May 17, 2010

IQPC eDiscovery Panel-Roles of In-House Counsel and Outside Counsel

Vincent Miraglia, Chief Counsel - Employment Litigation & Electronic Discovery International Paper
Vickie Lee Clewes, Senior Manager, Commercial Legal Affairs, Gilead Sciences, Inc.
Moderator, Wayne C. Matus, Partner Pillsbury Law Firm

Wayne Matus started the discussion rolling by asking the panel, "What keeps you up at night?"
There were two answers:
  1. For things like government subpoenas and investigations, it is very hard to have processes already in place, so managing the discovery is very challenging. 
  2. For inside counsel, it is very difficult to manage many legal holds and keep mindful of when they "anticipate" new litigation. 

The panel noted it was difficult to have a cohesive company-wide plan. They still had to address the individuality of each office/department while balancing the tie between discovery and risk.

Vinnie thought that "less is more" and that he does not want all of the data, just the relevant stuff.
He gave an example of PST files.  They had established a delete policy (60 or 90 days) and used legal hold and archiving tools to move and archive necessary email. 

They referred to the Zubulake case (6) and explained that since "terminating employees" could lead to litigation, a best practice would be to freeze all data for terminations for a set period of time.

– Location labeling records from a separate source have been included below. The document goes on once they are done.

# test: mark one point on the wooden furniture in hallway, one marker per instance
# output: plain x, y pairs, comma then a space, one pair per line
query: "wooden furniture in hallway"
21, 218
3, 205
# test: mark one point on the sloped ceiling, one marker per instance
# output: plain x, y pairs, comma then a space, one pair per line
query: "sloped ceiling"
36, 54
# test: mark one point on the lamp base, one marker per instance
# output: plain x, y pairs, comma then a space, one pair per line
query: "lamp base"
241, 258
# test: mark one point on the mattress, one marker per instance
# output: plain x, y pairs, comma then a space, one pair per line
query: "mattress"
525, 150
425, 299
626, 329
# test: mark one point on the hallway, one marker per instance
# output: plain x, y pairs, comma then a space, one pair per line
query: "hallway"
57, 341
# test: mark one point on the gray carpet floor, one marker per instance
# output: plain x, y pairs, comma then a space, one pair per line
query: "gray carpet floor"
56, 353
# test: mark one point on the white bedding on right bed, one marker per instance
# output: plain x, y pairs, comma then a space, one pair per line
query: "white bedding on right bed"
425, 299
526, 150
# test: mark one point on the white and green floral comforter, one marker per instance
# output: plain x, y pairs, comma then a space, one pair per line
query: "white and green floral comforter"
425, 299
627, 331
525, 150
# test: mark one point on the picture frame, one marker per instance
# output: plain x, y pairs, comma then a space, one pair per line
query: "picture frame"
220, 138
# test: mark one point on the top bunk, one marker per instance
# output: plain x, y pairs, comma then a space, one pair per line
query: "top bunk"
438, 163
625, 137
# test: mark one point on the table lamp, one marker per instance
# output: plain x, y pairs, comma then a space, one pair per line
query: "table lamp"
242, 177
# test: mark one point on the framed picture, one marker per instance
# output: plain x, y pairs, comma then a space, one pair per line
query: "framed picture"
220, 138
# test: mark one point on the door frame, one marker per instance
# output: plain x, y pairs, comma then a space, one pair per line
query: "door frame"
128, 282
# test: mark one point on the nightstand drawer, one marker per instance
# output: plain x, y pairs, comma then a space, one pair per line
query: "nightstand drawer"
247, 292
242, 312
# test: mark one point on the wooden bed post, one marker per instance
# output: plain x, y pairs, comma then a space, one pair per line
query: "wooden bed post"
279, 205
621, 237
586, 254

Question from Wayne-What about the fact that they may get hit with a lawsuit in a new area?   The panel believes in meeting and discussing potential new stuff often with outside counsel.  They also found that, almost always, outside counsel is conservative about when legal holds are necessary. 


What keeps Wayne up is the eDiscovery process maps he creates with his clients do not say all decisions should be documented.  For example, "this is why I did or did not issue a legal hold."

Vicki thinks they do need to document more.  Since we are shooting for "reasonableness" better to show what you considered at the time.


Question from Wayne-How important is communication between inside and outside counsel?
Vinnie's response-Keep it like a working partnership so Vinnie may respond to some discovery requests and outside counsel may respond to others.  He thought that the legal bills go down with better communication.

1 comment:

Brad said...

Cary, thanks for posting your thoughts from the conference. It sounds like a very worthwhile discussion, and certainly reinforces the importance of creating a fact record of steps taken in response to a preservation obligation. Too often when relying on manual record keeping, we fail to take the time to document our decisions. Defending based on recollection is always far tougher.